Das angemessene Schmerzensgeld wird unter Berücksichtigung aller Kriterien ermittelt. Das Schmerzensgeld ist ein Gesamtbetrag und nicht die Summe mehrerer Einzelbeträge. Es ist daher nicht möglich, für jede einzelne Verletzung einen bestimmten Betrag zu ermitteln und dann die gefundenen Einzelbeträge zu addieren. Der Richter im Zivilgericht hat bei der Bemessung des Schmerzensgeldes einen erheblichen Ermessensspielraum. Einen Orientierungsrahmen bieten verschiedene Schmerzensgeldtabellen. Darin werden mehrere tausend Urteile so aufgearbeitet, dass es dem Nutzer möglich ist, zu verschiedenen Verletzungen vergleichbare Fälle zu finden.

In der nachfolgenden Tabelle gebe ich Schmerzensgeldbeträge für bestimmte Verletzungen an. Dabei ist zu berücksichtigen, dass größere Verletzungen selten alleine auftreten. Daher ist zum Beispiel das angemessene Schmerzensgeld für eine Querschnittslähmung nicht alleine auf die Verletzung am Rückenmark zurückzuführen. Vielmehr sind bei den relativ hohen Beträgen auch weitere Verletzungen und Kriterien wie die Minderung der Erwerbstätigkeit und entgangene Lebensfreuden mit zu berücksichtigen. Es ist auch ein Unterschied, ob eine Fingerverletzung einen berühmten Klavierspieler oder einen Rentner trifft. Die eigentlichen Schmerzen durch die Verletzung sind wohl weitgehend identisch.
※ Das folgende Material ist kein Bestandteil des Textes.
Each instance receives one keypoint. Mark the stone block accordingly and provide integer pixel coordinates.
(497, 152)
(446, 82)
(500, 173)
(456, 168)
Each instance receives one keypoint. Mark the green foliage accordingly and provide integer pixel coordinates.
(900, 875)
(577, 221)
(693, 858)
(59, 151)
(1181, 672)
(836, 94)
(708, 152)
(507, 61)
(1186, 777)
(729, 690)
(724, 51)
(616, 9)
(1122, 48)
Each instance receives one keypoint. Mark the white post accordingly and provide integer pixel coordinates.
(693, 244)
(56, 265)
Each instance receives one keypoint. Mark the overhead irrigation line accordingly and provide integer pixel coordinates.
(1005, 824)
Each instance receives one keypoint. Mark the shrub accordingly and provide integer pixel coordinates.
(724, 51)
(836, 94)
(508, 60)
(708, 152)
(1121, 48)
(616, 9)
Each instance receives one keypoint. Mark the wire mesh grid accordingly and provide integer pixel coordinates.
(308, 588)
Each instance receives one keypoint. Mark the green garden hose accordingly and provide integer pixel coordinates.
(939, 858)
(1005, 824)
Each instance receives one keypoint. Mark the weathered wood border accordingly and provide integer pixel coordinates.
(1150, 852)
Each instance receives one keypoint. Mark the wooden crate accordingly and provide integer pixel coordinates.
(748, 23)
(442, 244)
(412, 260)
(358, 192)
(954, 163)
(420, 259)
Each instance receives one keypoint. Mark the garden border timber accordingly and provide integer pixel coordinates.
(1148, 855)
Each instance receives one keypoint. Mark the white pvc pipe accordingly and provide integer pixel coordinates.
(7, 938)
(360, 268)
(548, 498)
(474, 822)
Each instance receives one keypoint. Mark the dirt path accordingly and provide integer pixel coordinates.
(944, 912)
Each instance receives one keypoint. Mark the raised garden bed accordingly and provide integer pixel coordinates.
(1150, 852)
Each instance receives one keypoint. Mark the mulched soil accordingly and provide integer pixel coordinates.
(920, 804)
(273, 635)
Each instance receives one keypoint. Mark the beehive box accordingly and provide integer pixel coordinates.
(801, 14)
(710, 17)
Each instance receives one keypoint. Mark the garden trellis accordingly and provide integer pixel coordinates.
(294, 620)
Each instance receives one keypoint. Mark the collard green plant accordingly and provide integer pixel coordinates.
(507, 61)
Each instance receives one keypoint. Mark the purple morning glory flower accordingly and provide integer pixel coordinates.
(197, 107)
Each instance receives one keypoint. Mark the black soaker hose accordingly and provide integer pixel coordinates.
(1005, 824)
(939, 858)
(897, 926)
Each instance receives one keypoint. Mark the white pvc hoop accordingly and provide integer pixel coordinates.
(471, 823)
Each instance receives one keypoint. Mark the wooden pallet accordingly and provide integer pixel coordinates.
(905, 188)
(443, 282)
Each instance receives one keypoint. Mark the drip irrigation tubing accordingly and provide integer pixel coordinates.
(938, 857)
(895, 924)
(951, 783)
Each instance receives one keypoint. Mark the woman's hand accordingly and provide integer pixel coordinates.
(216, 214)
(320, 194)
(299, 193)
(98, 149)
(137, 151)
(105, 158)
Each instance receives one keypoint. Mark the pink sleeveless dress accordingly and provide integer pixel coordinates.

Die tatsächlichen Beeinträchtigungen sind es dagegen nicht mehr. Ich versuche, trotzdem für jede Verletzung nur einen Betrag zu bestimmen. In der Tabelle angegeben sind die Ausgangswerte, die in unserer Kanzlei angewendet werden. Diese sind dann anhand des jeweiligen Einzelfalles zu überprüfen und nach unten oder oben zu korrigieren.

Verletzung

Ausgangswert

Amputation/Verlust Arm

60.000,00 €

Auge

30.000,00 €

Brust

30.000,00 €

Finger

5.000,00 €

Fingerglied

1.500,00 €

Fuß

30.000,00 €

Geruchssinn

3.500,00 €

Geschmackssinn

3.500,00 €

Hand

30.000,00 €

Hoden

15.000,00 €

Hörvermögen

25.000,00 €

Oberschenkel

40.000,00 €

Unterschenkel

30.000,00 €

Zehe

1.500,00 €

Bruch Arm

1.000,00 €

Becken

2.000,00 €

Finger

1.000,00 €

Hand

1.000,00 €

Kiefer

2.000,00 €

Knie

4.000,00 €

Oberschenkel

2.000,00 €

Querschnittslähmung

100.000,00 €

Schädel

3.000,00 €

Schlüsselbein

1.500,00 €

Steißbein

1.500,00 €

Unterschenkel

2.000,00 €

Wirbelsäulenkörper

2.500,00 €

Verletzung Bänder Finger

500,00 €

Meniskus

4.000,00 €

Sprunggelenk

1.000,00 €

Prellung

100,00 €

Schleudertrauma

400,00 €

Arbeitsunfähigkeit je Woche

200,00 €

 

Ich will hier kurz zwei Werte näher betrachten. Für die Querschnittslähmung (fast vollständig) fällt nur ein relativ geringer Betrag an. Diesen kann man so in den einschlägigen Tabellen finden. In der Praxis lassen sich wesentlich Höhere Werte erzielen. Eine nicht angeschnallte Mandantin bekam nach einem Unfall mit Fahrerflucht im Ausland bei einer Lähmung unterhalb der Arme 240.000 EUR Schmerzensgeld (insgesamt betrug der Schadensersatz rund 800.000 EUR). In einem anderen Fall erlitt eine Mandantin eine Fingerverletzung und erhielt dafür 2.500 EUR Schmerzensgeld, weil sie als Sängerin an der Oper ihre Lieder am Klavier einstudierte. Die obigen Beträge sind grobe Anhaltspunkte. In den meisten Fällen dürften die konkreten Umstände zu einer Korrektur nach oben führen.

Die Serie wird laufend fortgesetzt und ergänzt.